There were a huge amount of drug busts, 36 percent of all COPS segments are drug crime, which is over three times the rate in real life. There was a real appetite for that in a certain part of the culture. Fear was high and they wanted to think that the police were “doing something.”
Obviously, a lot has changed, especially in the last few years. With YouTube and iPhones, everyone has their own camera, their own broadcast network. COPS is no longer the dominant depiction of how policing works in America. For 25 years, it really was. I don’t think you can overstate how powerful that was in terms of how Americans see policing and what they think is “good” versus “bad” policing.
How does COPS differ from traditional news coverage of police?
On the news, you don’t see real policing. You see the police after the fact, when they give a press conference and explain their behavior.
The big breakthrough that COPS made is that John Langley, the producer, convinced local police departments that participating in his show would be good for them–that it would give them a way to circumvent the news. He told them that the show would portray the cops the way they wanted to be portrayed, and that the police would have editorial control over the footage.
The police see rough cuts, they decide what does and does not go into the show. In terms of public relations, police departments got a lot out of being on that show.
In one of the interviews, it comes out that COPS filming crews were known to carry guns themselves. Did that shock you?
These producers were going into really dangerous situations along with the police, and they’re on their own. So I guess it didn’t really shock me that the producers in the early days carried guns. But I also think it’s an illustration of how close the producers and police were. This isn’t vérité documentary making where the filmmaker is just an outside observer, capturing things as they happen, and then can use anything they record to make the finished show. These guys were working together–though the police were always in control.
If you meet someone who is a fan of the show and enjoys watching it for entertainment, what is the most critical thing you want them to understand about what they’re absorbing?

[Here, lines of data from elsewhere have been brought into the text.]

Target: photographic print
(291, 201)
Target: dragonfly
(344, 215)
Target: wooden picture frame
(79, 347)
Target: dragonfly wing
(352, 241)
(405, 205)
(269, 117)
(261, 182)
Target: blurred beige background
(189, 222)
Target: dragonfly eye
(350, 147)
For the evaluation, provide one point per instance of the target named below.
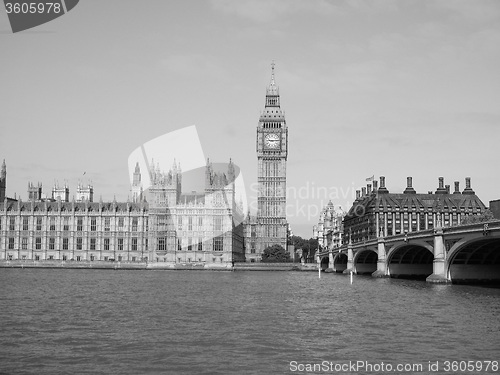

Everybody associated with the show insists that everyone you see signs releases, and that people are even happy to be on COPS because, they say, even criminals want to be on a reality show. Now, it’s incredibly hard to find the suspects who have been on COPS. We went to great lengths and we only ended up finding nine. But of those nine, all but one said they either did not sign a release or consent, they were too drunk or high to know if they were consenting, or they were coerced into signing the release.
As a viewer of the show, I think it’s important to take a step back and really ask yourself how willing you think the people who are on the show were? How much does coercion play a part in the producers getting the footage that you see? When you think of it that way, it becomes less palatable.
You don’t really think of that when you’re watching the show, but when you really dig in and find those people, every story is upsetting. Every story is someone who feels like they were exploited, and these are people who don’t have a lot of power and they can’t do anything to fight back.
When you start to add it up–over 1,000 episodes, three segments an episode, thousands of police interactions, and not just the suspects that are arrested on camera, but also their families, also people in their communities who don’t like how they’re being portrayed–it’s a huge ripple effect of people who are being put on a show regardless of if they like it or not.